Günümüzde en büyük sosyal hastalıklardan bir tanesinin de horlama olduğunu belirten Kulak Burun Boğaz Hastalıkları Uzmanı Op. Dr. Cem Karas, “ Horlama özellikle çiftler arasında çok büyük sorunlara neden olabilen bir rahatsızlık. Horlamaya eğer uyku apnesi de eşlik ediyorsa mutlaka önemsenmeli ve tedaviye hızlıca başlanmalıdır” diye konuştu.

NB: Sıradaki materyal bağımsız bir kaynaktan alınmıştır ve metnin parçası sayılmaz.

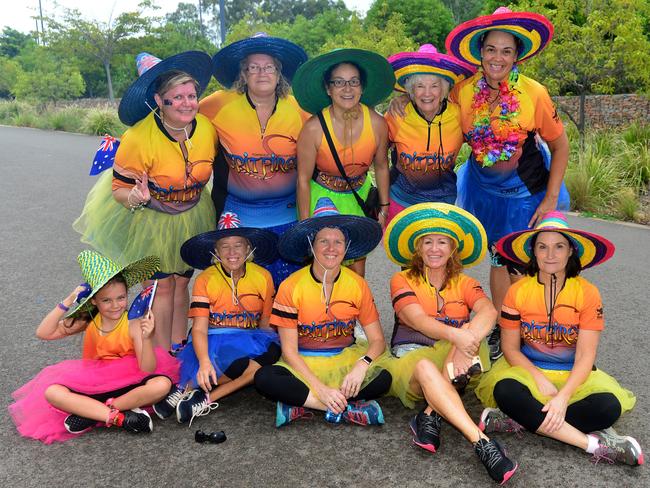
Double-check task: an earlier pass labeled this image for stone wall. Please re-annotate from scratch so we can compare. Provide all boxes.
[553,94,650,128]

Hasta Horladığını Fark etmiyor
Genelde hastaların kendisinin horlayarak rahatsızlık verdiğinin farkında olmayıp eşleri tarafından hekimlere muayeneye getirildiklerini söyleyen Op. Dr. Cem Karas, “ Ancak biz KBB Uzmanları olarak horlama ile beraber uyku apnesinin var olup olmaması ile çok daha ilgiliyiz. Gece özellikle uykuda nefesi kesilen, nefesi duran ya da kısa süreli nefes problemi yaşayan hastalarda kandaki oksijen değerleri düşer. Kandaki oksijen değerlerin düşmesiyle birlikte kalp beyne daha fazla oksijen gönderebilme, daha fazla atım yapma ihtiyacı hisseder. Daha fazla pompalamak için daha kasılması gerektiğini söyleyerek daha fazla atım gücünü arttırır. Dolayısıyla horlama ve uyku apnesi ile beraber aslında indirekt olarak hastaların kalbine ağır bir yük biner, tansiyonları yükselebilir. Buda vücutta çeşitli hastalıklara ve sorunlara yol açabilir” dedi
Muayene Bulgularına Dikkat!
Hastalığın basit horlama hastaları, hafif, orta ve ağır uyku apne hastaları olarak kategorilendirildiğini belirten Op. Dr. Karas, “ Burada muayene bulguları çok önemli. Ayrıca hastanın öyküsü iyi dinlenmeli, kullanılan ilaçlar, kronik ve sistemik hastalıkları dikkate alınmalı ve bu hastalıkların tedavisinin düzenli olarak yapıldığından eminsek kulak burun boğaz muayenesi yaptıktan sonra eğer hastada basit horlama olduğunu düşünüyorsak tedaviyi planlamak çok daha kolay” dedi.
Uyku Testi Yapılmalı
“Ancak hastada uyku apnesi şüphemiz varsa hastayı uyku testine göndermek gerekir” diyen Op. Dr. Cem Karas, “ Bu işte altın standart uyku testidir. Çünkü biz uyku testinde hastanın gece yaşamış olduğu sıkıntıları tamamen ortaya çıkarabiliyoruz. Yani tansiyonu ne oluyor, nabzı ne oluyor, hangi pozisyonda horlamaya da uyku apnesi oluyor. Dolayı çıkan sonuca göre yani uyku testi çıkan sonuçla birlikte bizim muayene bulgularımızı birleştirip hastanın tedavisini planlıyoruz” diye konuştu
Tedavi Kişiye Özel Olmalı
Uyku apnesinde tedavinin kişiye özel olarak uygulandığını söyleyen Op. Dr. Karas, “Her hastada tedavi seçeneklerimiz farklıdır. Çünkü bu rahatsızlık burun ucundan başlayarak nefes borusunun girişine kadarki bölgeyi ilgilendiren bir hastalıktır. Özellikle vurgulamak istediğim şey küçük çocuklar hariç ya da genelde ergenlik dönemindeki genç arkadaşlarımız hariç sadece burun ameliyatı yaparak horlama tedavisi çözülmez. Mutlaka ek tedaviler gerekir. Bununla ilgili yapılabilecek çok alternatif tedavi yöntemleri vardır. Bazen tedavide cerrahi dışı yöntemler de kullanılıyor. Bazen basit horlama dönemlerinde ağız içi aparatlar, damak implantları gibi uygulamalar, orta ve ağır uyku apnesi olanlarda bipap ve sibap cihazı gibi maske tedavileri kullanılabilir.
Tedavide Takip Önemli
Tüm hastalıklarda olduğu gibi horlama ve uyku apnesi tedavisinde de hekime danışılmadan herhangi bir tedavinin uygulanmaması gerektiğini belirten Op. Dr. Cem Karas, “ Bu anlamda internette uyku apnesi ve horlama ile ilgili satılan değişik aparatlar var. Hastalarımızdan ricamız bu aparatları doktorlarına danışmadan asla kullanmasınlar. Bizler hekimler olarak hastalıkların tedavilerini yakından takip ederek, kongrelere giderek, eğitimler alarak ülkemizde hastalarımıza uyguluyoruz. Ben hastalarımızın hekimlerinin yönlendirmesiyle hareket etmelerini önemsiyorum” diye konuştu.